Ainda que faça questão de demarcar as diferenças com Piñera, também por estar no Brasil, que vive a experiência de ter um governo de extrema-direita, Guillier situa seu ex-adversário na corrida presidencial em um campo distinto, mas dentro do jogo democrático. “A direita chilena é republicana. Conservadora, mas é republicana”, pontua.

Na entrevista a seguir, concedida quando esteve no Brasil para participar da 21ª Conferência Nacional dos Bancários, realizada no início de agosto em São Paulo, ele fala a respeito dos desafios impostos ao campo progressista por conta da precarização do trabalho, fala sobre a Justiça de transição no país e também sobre o modelo previdenciário chileno, implantado na ditadura de Pinochet e que hoje é questionado mesmo pelos conservadores. “O problema no Chile é que as aposentadorias são de fome. Quando alguém que trabalhou 35 e 40 anos, ao se aposentar, tem uma aposentadoria que não chega nem a ser de um salário mínimo, isso quer dizer que o sistema não funciona.”

Que avaliação você faz do governo de Sebastián Piñera?

Antes de mais nada, deixe-me saudar os trabalhadores e as trabalhadoras do Brasil, principalmente dos setores financeiro, bancário e metalúrgico, que nos acompanham com muito interesse.

Eu digo que nós perdemos uma eleição democrática, não há um fascista no governo, Piñera é um ex-democrata cristão, um homem de ideias liberais, que tende a um certo populismo político. Governa com base nas pesquisas, sem olhar para o longo prazo, mas respeitoso com as regras democráticas, é alguém com quem se pode conversar, esse é o nosso cenário.

Não estamos em uma situação política dramática, mas sim num grande desafio de renovação para o setor progressista, para saber quais as respostas que temos para o século XXI. Isso porque a globalização está dada, porque estamos vivendo a robotização, a digitalização e a automação; estamos perdendo empregos, principalmente nos setores de ponta, por exemplo, nos serviços, na mineração e nos setores de energia. Precisamos encarar o emprego como um dos nossos grandes desafios hoje em dia.

Você classificaria o desemprego então como o principal desafio do governo chileno?

Sim, o Chile de alguma maneira tem uma matriz produtiva primário-exportadora, que depende muito de poucos produtos. A diferença do Brasil é que ele tem um mercado interno enorme, o Chile quase não tem mercado interno, é um país muito pequeno, só São Paulo é maior do que o Chile. O motor da nossa economia é o setor exportador, mas temos poucos produtos, por isso precisamos fazer uma diversificação produtiva.

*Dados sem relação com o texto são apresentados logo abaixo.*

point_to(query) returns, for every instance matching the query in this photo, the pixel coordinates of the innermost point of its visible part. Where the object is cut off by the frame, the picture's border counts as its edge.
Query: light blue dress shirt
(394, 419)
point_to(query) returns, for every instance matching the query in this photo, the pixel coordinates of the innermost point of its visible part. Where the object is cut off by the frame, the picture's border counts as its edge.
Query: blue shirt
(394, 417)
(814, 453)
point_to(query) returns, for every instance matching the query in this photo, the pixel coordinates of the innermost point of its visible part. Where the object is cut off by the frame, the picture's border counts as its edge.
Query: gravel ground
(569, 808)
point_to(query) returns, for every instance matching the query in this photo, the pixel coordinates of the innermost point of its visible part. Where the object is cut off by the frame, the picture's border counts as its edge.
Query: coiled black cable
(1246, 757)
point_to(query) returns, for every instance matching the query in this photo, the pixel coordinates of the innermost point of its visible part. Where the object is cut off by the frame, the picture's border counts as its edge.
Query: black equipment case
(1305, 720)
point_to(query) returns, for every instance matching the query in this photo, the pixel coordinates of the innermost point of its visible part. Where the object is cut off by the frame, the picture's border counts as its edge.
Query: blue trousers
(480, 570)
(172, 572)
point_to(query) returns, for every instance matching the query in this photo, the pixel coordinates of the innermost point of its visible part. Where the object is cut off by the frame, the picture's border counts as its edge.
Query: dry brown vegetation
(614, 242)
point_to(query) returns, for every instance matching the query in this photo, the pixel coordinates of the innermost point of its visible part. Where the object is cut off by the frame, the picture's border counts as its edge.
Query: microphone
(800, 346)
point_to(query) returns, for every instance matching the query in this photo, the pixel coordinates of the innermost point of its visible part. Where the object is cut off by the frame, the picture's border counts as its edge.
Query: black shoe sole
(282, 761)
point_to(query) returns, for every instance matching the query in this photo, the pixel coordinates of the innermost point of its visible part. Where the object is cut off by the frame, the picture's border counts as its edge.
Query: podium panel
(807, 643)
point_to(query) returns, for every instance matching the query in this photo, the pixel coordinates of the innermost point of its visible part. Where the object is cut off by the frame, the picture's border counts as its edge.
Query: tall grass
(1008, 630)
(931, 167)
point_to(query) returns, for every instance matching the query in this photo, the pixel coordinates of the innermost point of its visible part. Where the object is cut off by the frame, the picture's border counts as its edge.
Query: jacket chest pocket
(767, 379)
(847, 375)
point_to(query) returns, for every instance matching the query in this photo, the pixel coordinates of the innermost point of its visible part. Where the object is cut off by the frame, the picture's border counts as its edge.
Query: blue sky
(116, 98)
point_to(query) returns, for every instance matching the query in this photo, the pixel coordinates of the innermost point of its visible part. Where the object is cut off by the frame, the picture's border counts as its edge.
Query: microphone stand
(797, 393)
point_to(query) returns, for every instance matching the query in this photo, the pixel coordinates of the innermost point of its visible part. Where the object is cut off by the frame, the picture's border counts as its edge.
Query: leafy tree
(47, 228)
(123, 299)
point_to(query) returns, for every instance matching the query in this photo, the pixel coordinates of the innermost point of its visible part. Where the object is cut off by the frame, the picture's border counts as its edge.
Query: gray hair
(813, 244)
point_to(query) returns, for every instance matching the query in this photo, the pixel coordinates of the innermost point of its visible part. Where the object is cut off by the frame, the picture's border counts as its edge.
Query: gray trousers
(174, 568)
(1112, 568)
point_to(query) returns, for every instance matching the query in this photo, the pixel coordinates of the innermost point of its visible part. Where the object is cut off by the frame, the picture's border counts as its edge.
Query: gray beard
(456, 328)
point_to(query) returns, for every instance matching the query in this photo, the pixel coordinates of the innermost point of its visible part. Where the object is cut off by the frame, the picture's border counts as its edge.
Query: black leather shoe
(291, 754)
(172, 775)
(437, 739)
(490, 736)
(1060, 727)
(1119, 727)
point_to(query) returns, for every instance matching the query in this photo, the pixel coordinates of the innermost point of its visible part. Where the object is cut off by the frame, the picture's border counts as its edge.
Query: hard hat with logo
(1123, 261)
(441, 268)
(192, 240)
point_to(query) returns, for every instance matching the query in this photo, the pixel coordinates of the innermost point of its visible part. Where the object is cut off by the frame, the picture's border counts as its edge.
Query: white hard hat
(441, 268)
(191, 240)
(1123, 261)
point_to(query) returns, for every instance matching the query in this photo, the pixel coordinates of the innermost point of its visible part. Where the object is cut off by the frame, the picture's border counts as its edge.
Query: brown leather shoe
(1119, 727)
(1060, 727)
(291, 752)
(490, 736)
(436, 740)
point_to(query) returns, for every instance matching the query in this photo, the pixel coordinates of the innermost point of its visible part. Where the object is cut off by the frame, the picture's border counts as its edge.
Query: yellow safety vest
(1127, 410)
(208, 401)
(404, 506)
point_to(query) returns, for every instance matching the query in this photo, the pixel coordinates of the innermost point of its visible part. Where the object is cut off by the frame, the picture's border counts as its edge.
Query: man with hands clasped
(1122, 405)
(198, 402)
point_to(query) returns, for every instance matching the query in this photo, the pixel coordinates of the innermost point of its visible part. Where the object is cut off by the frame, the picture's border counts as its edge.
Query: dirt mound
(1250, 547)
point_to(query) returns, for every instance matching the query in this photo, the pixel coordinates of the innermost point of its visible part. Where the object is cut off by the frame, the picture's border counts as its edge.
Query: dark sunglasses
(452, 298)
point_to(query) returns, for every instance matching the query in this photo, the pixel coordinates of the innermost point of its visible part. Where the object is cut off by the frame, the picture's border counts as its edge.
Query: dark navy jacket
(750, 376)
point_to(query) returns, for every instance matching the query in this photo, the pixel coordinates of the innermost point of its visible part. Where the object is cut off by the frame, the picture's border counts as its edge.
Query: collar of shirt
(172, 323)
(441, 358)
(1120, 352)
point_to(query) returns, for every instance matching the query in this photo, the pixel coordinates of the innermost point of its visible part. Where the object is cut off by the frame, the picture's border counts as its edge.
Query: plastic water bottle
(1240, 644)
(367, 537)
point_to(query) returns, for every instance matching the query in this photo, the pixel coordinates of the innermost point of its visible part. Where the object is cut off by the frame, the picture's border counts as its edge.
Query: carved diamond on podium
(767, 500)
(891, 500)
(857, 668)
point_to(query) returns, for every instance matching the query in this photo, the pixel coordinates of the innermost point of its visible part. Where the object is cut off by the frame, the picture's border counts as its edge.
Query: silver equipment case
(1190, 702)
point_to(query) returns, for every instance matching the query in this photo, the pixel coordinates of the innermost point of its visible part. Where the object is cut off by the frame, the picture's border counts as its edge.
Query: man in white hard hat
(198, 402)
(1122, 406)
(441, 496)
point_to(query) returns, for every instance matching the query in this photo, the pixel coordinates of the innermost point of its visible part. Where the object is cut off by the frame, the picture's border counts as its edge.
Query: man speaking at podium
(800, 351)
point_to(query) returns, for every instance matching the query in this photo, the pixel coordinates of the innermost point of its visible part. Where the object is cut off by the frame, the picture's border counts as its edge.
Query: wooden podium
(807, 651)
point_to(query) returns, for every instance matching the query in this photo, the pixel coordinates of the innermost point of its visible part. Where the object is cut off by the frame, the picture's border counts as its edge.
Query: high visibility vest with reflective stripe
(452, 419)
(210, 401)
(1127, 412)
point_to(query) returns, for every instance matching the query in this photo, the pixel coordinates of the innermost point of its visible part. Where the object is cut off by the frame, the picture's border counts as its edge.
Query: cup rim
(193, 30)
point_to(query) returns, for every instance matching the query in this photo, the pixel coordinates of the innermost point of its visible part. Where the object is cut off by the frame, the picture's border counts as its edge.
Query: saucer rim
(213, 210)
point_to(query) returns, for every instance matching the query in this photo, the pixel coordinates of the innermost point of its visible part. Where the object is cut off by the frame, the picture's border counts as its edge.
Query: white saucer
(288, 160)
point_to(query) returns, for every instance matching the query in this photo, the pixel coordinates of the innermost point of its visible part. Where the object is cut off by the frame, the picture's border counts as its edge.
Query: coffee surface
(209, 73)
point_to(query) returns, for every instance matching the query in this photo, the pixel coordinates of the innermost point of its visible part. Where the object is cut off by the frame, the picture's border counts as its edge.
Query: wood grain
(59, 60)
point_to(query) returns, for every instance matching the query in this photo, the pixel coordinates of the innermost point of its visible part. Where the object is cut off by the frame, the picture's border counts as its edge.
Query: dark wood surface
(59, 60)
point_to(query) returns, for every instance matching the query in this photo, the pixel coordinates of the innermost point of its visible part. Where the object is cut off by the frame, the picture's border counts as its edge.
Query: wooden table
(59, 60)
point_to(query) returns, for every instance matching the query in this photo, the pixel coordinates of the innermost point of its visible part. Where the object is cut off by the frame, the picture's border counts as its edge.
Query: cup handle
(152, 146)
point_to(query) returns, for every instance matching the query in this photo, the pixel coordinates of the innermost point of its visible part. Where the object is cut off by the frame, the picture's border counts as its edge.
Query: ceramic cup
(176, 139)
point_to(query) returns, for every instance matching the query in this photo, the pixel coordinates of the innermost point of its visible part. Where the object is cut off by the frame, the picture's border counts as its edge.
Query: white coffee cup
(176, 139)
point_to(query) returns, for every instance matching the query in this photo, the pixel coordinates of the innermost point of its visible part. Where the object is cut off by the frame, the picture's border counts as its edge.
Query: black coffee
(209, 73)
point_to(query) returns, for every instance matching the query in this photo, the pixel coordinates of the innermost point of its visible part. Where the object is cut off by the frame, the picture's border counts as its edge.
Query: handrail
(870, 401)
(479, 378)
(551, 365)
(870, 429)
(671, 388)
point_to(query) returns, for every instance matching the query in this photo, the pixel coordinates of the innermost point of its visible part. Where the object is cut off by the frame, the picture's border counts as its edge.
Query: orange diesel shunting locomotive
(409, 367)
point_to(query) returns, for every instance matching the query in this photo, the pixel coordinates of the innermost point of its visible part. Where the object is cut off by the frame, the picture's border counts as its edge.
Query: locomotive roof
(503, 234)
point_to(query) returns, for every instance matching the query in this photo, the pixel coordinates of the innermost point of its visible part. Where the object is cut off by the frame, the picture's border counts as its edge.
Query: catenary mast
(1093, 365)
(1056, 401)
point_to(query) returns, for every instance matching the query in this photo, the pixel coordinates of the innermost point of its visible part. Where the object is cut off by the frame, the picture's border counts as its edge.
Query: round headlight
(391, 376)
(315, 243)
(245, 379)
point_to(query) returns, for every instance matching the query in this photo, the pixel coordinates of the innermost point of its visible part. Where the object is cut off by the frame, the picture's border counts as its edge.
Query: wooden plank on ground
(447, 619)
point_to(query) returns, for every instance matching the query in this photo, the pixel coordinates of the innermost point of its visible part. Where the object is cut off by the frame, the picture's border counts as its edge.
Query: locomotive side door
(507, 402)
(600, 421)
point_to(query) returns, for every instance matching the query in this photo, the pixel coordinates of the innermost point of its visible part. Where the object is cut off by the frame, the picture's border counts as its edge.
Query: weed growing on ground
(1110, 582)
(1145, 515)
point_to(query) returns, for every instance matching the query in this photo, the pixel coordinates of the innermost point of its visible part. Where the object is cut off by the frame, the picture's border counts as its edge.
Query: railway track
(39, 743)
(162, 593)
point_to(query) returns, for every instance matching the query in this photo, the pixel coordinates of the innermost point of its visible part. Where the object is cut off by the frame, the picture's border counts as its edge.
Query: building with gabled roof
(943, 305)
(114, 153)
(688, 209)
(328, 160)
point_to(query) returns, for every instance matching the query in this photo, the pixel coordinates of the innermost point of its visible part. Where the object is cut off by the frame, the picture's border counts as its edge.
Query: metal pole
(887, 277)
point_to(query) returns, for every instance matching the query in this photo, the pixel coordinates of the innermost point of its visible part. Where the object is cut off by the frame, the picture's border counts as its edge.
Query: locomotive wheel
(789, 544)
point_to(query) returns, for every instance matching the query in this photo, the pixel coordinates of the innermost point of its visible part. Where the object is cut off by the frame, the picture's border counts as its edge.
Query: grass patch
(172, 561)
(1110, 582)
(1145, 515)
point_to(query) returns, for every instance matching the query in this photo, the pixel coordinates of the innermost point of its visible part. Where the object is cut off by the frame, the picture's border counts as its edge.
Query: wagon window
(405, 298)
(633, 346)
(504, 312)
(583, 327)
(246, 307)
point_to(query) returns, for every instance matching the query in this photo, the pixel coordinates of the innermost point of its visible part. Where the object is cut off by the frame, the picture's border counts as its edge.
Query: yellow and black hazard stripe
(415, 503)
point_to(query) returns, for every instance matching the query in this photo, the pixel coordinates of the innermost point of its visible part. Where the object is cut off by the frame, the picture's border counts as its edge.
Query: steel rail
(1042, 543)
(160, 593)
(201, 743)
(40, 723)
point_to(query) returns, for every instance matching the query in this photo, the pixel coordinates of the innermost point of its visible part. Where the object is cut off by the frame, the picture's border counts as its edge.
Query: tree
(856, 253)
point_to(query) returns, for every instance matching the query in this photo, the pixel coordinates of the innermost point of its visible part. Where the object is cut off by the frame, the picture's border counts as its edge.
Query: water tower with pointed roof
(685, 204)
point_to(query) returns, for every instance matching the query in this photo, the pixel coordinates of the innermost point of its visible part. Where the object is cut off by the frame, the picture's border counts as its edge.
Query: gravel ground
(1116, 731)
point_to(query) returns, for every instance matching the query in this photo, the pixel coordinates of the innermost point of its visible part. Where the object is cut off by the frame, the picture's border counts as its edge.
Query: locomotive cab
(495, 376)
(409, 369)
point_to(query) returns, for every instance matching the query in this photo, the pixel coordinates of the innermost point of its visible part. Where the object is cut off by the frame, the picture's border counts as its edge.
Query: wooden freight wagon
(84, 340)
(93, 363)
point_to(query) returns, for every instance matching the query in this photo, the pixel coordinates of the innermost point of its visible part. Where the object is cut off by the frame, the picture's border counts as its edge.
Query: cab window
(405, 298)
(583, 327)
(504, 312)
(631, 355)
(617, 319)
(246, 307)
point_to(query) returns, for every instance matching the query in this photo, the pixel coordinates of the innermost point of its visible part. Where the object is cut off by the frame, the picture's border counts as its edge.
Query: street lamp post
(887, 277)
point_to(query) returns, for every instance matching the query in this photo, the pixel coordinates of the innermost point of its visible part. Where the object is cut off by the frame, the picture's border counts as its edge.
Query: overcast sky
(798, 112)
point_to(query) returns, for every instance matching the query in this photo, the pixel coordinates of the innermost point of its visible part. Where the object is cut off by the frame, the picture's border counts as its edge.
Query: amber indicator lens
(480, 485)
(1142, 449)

Mas o que precisamos mesmo fazer é desenvolver uma economia mais sustentável. Por conta dos desafios dados pelas mudanças climáticas, temos que implementar o Acordo de Paris, e isso significa uma mineração muito mais limpa do que o tradicional e substituir as fontes de energia. Estamos vendo as energias renováveis, particularmente solar e eólica, mas com um grande potencial também de todas as novas tecnologias, como a biotérmica e a do mar. Além disso, precisamos criar um sistema educacional que prepare os jovens para os empregos do futuro.

Mas também teremos um período de transição. O que fazemos com os trabalhadores que estão sendo dispensados na mineração, no comércio varejista, nos serviços, que estão perdendo o emprego por causa da automatização? Estes são nossos desafios, mas isso pressupõe, entendo eu, uma nova matriz produtiva. É preciso diversificar a economia e fazer uma grande reforma da educação para nos prepararmos e também reciclar os que estão hoje no mercado de trabalho.

A educação tem sido um tema constante no Chile.

Sim, todos os governos propõem uma reforma da educação e eu também fiz uma proposta, mas, no geral, acredito que o nosso erro tem sido ficar nas questões do ambiente escolar, ou seja, assegurar cobertura, melhorar a qualidade dos estabelecimentos, a infraestrutura. No entanto, temos sido muito burocráticos e não olhamos para o papel do professor. Agora, estamos no momento de uma grande revolução nas aulas, precisamos empoderar o professor. Dar a ele liberdade, criatividade com planos, programas, métodos de aprendizagem mais ativos, vincular muito mais as crianças, jovens, meninos e meninas, ao mundo real, com um método de aprendizado centrado em desenvolver capacidades intelectuais e também de aprender fazendo. São conceitos novos porque a escola do século XX não nos leva ao século XXI.

Aqui no Brasil, por exemplo, estamos indo no sentido contrário, o governo age para retirar a autonomia do professor. No Chile, existe um outro tipo de entendimento.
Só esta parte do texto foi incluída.